注意#3:Google 已弃用Script Properties
,并Properties Service
取而代之。该功能已相应修改。
注意#4:第二次调用该函数时,它将 for 循环的第 i 个值作为字符串。所以你必须把它转换成整数
单个脚本的最长执行时间为 6 分钟/执行
- https://developers.google.com/apps-script/guides/services/quotas
但是还有其他限制要熟悉。例如,您只允许每天 1 小时的总触发运行时间,因此您不能将一个长函数分解为 12 个不同的 5 分钟块。
也就是说,你真的需要花六分钟来执行的原因很少。JavaScript 在几秒钟内对数千行数据进行排序应该没有问题。可能会损害您的性能的是对 Google Apps 本身的服务调用。
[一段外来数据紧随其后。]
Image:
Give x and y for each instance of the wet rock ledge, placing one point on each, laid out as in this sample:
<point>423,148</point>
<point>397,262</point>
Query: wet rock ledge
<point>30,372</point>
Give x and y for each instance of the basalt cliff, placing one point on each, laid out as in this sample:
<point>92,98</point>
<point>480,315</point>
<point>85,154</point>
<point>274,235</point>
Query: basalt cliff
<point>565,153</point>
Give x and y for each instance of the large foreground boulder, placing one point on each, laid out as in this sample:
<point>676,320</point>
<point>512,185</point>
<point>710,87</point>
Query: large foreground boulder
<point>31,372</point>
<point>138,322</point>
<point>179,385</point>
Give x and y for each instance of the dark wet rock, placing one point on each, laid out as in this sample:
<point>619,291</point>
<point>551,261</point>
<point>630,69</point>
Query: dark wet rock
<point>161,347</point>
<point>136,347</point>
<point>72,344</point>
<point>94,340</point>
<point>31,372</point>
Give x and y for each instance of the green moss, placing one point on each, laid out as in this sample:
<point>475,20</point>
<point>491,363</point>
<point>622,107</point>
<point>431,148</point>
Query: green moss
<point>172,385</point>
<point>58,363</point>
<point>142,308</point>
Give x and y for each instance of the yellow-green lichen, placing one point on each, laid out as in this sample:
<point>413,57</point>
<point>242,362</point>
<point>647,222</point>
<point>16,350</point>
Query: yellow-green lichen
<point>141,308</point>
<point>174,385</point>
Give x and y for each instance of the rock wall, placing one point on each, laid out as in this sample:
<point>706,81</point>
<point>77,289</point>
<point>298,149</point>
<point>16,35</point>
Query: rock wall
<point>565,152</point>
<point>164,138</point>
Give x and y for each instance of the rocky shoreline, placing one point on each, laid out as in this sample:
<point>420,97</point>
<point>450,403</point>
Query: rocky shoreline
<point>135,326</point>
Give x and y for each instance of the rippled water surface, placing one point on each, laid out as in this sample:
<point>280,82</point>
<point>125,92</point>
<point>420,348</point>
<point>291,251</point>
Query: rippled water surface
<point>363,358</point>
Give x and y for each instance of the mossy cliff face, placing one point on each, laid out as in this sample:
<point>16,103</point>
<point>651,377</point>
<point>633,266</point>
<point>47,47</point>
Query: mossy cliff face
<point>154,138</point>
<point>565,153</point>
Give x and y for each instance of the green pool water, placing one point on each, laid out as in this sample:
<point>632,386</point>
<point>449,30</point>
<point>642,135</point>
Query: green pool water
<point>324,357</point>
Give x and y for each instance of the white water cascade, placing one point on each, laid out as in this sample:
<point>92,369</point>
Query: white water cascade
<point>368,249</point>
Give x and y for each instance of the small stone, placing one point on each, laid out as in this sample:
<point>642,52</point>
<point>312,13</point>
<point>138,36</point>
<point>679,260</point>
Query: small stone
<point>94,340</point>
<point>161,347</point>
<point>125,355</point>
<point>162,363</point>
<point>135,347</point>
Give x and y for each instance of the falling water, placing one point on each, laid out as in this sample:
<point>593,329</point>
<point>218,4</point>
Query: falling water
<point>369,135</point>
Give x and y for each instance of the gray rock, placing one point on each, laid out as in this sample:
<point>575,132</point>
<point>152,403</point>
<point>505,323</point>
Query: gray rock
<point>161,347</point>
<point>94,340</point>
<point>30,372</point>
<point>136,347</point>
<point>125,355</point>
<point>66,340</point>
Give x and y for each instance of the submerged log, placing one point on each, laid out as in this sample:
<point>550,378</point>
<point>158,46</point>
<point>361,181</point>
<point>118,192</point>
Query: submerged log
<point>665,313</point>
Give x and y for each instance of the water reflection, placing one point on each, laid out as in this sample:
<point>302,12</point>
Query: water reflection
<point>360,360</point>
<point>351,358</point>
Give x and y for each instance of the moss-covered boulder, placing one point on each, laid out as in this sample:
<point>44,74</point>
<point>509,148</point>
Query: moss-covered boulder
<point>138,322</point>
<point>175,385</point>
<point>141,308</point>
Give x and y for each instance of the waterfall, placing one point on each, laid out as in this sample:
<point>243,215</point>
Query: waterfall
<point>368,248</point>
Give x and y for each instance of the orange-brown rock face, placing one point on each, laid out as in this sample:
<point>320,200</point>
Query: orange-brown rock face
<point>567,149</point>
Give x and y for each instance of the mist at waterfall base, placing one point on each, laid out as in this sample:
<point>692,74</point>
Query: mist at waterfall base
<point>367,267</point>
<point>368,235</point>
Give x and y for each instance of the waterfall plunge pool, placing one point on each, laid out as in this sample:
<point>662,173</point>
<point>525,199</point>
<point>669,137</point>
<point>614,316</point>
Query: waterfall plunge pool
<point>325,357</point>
您可以编写脚本以最大限度地利用内置缓存,最大限度地减少读取和写入次数。交替读取和写入命令很慢。为了加快脚本的速度,用一个命令将所有数据读入数组,对数组中的数据执行任何操作,然后用一个命令写出数据。
- https://developers.google.com/apps-script/best_practices
您可以做的最好的事情是减少服务调用的数量。谷歌通过允许大部分 API 调用的批处理版本来实现这一点。
作为一个简单的例子,而不是这个:
for (var i = 1; i <= 100; i++) {
SpreadsheetApp.getActiveSheet().deleteRow(i);
}
这样做:
SpreadsheetApp.getActiveSheet().deleteRows(i, 100);
在第一个循环中,您不仅需要在工作表上调用 100 次 deleteRow,而且还需要获取活动工作表 100 次。第二种变体的性能应该比第一种好几个数量级。
此外,您还应该非常小心,不要在阅读和写作之间频繁地来回走动。您不仅会失去批处理操作的潜在收益,而且 Google 将无法使用其内置缓存。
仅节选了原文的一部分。